Binding site prediction

  1. 45

    If the top-ranked model is assigned a probability of >90%, the model and sequence are submitted automatically to the 3DLigandSite34 server for ligand binding site prediction. Scroll down the main results page beyond the detailed template information table to the 'Binding site prediction' section. If your top model is >90% confident, a message to this effect and a link to results is presented. If the top rank model is either below 90% confidence or is predicted to contain substantial (>50%) disorder, it is not sent to 3DLigandSite and a message to this effect is displayed.

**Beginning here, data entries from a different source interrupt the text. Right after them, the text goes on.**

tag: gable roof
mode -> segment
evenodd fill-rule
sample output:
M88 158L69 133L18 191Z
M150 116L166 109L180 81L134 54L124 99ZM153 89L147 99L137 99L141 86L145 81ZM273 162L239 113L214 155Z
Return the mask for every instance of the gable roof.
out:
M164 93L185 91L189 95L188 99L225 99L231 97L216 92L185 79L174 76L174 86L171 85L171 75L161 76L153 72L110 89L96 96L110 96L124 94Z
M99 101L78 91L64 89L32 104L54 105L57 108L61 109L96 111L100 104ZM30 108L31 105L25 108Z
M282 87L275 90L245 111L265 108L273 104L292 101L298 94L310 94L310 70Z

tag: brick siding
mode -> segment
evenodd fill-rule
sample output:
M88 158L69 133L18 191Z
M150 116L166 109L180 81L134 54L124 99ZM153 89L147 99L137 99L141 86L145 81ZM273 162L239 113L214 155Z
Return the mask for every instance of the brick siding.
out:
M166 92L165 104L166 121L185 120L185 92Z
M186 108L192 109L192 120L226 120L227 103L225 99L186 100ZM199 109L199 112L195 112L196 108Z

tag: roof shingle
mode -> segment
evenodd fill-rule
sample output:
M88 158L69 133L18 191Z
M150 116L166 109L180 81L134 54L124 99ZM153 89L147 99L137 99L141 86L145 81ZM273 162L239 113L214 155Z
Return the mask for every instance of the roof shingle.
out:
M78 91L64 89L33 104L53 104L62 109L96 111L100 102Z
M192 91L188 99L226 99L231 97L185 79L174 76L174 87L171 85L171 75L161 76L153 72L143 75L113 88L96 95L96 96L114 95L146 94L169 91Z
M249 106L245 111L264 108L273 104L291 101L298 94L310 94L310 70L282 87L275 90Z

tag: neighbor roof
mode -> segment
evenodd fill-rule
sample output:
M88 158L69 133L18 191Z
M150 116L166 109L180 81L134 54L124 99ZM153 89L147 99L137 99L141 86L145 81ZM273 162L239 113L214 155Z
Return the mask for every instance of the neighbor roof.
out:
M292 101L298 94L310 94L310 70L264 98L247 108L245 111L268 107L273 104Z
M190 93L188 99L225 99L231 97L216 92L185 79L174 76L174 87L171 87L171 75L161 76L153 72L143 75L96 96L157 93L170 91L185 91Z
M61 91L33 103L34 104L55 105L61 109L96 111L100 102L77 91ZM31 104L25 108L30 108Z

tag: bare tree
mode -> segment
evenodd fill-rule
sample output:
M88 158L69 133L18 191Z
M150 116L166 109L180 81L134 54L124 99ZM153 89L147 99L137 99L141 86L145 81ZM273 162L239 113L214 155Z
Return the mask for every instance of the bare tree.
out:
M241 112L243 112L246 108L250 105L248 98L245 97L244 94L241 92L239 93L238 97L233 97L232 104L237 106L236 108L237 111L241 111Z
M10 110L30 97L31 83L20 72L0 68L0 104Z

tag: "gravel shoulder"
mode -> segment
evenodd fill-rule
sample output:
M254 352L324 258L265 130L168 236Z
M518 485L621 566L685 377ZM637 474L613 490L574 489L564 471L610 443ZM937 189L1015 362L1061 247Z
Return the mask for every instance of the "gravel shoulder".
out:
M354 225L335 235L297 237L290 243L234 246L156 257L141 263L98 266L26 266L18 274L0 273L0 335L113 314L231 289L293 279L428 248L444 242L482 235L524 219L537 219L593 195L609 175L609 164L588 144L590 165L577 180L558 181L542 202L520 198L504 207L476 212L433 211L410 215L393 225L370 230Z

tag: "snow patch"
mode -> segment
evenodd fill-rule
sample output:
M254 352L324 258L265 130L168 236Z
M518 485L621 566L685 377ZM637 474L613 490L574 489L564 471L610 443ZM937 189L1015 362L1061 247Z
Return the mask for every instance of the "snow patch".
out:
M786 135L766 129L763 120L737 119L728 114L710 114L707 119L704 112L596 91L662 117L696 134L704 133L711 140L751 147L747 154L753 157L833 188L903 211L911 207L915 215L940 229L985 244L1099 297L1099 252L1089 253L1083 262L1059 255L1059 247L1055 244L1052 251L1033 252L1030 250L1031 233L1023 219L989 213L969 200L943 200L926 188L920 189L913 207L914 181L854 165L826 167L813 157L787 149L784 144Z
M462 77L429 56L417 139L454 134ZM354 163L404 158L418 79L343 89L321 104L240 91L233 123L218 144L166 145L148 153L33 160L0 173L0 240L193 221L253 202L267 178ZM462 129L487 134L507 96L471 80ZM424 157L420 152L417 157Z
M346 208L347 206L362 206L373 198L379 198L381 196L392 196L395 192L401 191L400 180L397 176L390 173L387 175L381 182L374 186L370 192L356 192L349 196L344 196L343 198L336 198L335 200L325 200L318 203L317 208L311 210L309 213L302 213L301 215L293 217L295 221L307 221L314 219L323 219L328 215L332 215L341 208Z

A link is available to submit the model regardless of confidence, but this requires user intervention. Click this link to go to the 3DLigandSite page and explore the results. See the 3DLigandSite34 paper and the site's FAQ for how to interpret these results. Return to the main results page.

Transmembrane helix prediction

  1. 46

    Your sequence and the set of homologs detected by PSI-BLAST are processed by a support vector machine (a powerful machine-learning tool) to determine whether your sequence is likely to contain transmembrane helices, as well as to predict their topology in the membrane. For this, Phyre2 uses memsat-svm35, which has demonstrated an average accuracy of 89% on a large test set. Scroll to the bottom of the main results page just below the 'Binding site prediction' section. If transmembrane helices are predicted, an image will be seen showing the extracellular and cytoplasmic sides of the membrane and the beginning and end of each transmembrane helix, illustrated with a number indicating the residue index. This information is not explicitly used in model generation but is presented as additional useful information for the user.

Troubleshooting

Step 4: how should long sequences be handled?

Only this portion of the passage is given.